No matter where you may live in the world, there is the chance that a tiny portion of Scottish blood may be running through your veins. So there will also be a hunger and quest deep within that you will probably never be able to quench. The Scot’s mist that is woven into your soul is particularly melancholy at the beginning of each year. It is the month of January that brings with it the hunting season for the wild haggis in order for them to be laid onto the dinner plate, ready for the festive celebration of Rabbie Burns Night on the 25th.
This tradition of the recognition of Robert Burns (Rabbie Burns) date of birth, his birthday is marked by the cooking of the haggis which is served with neeps and tatties. Neeps are what the Scots call turnips but, in fact, the rest of the British Isles call Swede and turnips in Scotland are called new turnips. Tatties are potatoes. Both vegetables are usually boiled and mashed when served with haggis.
Burns night, at one time was celebrated in mid Summer on 21st July which was the anniversary of Robert Burns’ death.
If like me, you would like to protect the wild haggis for he is a rare and special beastie, or if you live a long way from Scotland but would like to embrace a little warmth from the Highlands – then here is an especially scarce and secret recipe for you to make a ‘mock’ haggis.
Secret of the ‘Mock’ Haggis Recipe
Lean pork minced or ground finely(250 grammes for two-to-three persons)
Fine ground rice flour (one large metal spoon scoop)
Butter (one small metal spoon scoop)
Squeezed nuts or nut butter (half small metal spoon)
Ground ginger spice (half small metal spoon)

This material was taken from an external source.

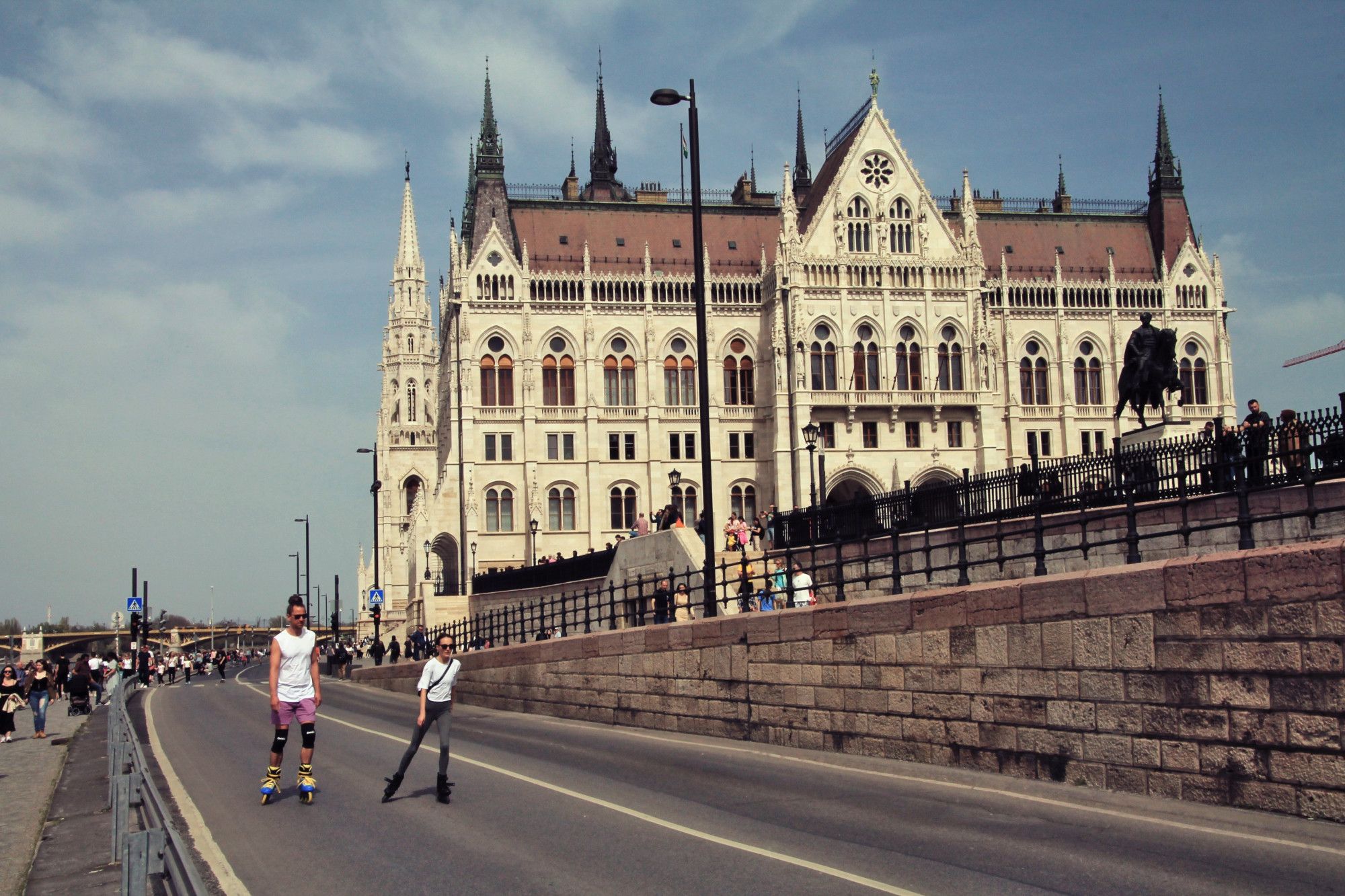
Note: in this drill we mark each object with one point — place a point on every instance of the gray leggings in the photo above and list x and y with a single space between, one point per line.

Ground black pepper (one small pinch)
Finely ground sea salt (one large pinch)
Dried and crumbled sage (half small metal spoon)
Dried and crumbled thyme (half small metal spoon)

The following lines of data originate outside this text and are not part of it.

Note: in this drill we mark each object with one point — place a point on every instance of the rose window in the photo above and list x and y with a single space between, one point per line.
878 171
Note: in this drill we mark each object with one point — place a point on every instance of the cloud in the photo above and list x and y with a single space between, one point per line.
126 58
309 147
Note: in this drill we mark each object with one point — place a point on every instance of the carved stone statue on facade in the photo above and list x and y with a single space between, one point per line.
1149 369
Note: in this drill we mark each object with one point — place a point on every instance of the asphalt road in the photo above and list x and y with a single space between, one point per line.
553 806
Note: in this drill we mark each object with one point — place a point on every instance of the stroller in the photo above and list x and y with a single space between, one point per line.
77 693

Honey (half small metal spoon)
Place all the ingredients into a large jug or bowl and fork together.
When roughly mixed – either pound with the end of a rolling pin or squash the ingredients through the fingers of the hands.
The mixture should go together into a round.
Place the round into an oven dish and gently squash down a little.
Slowly pour about half-inch of water around the little haggis.
Cut into shards one scallion spring onion and sprinkle into the water.
Place a little portion of chicken stock into the water.
Cook half-way down the oven on a reasonably high heat (425°F or 220°C or Gas Mark 7)
Cooking time will vary but should take around 35 to 45 minutes and the top of the haggis should be a crunchy dark brown when ready.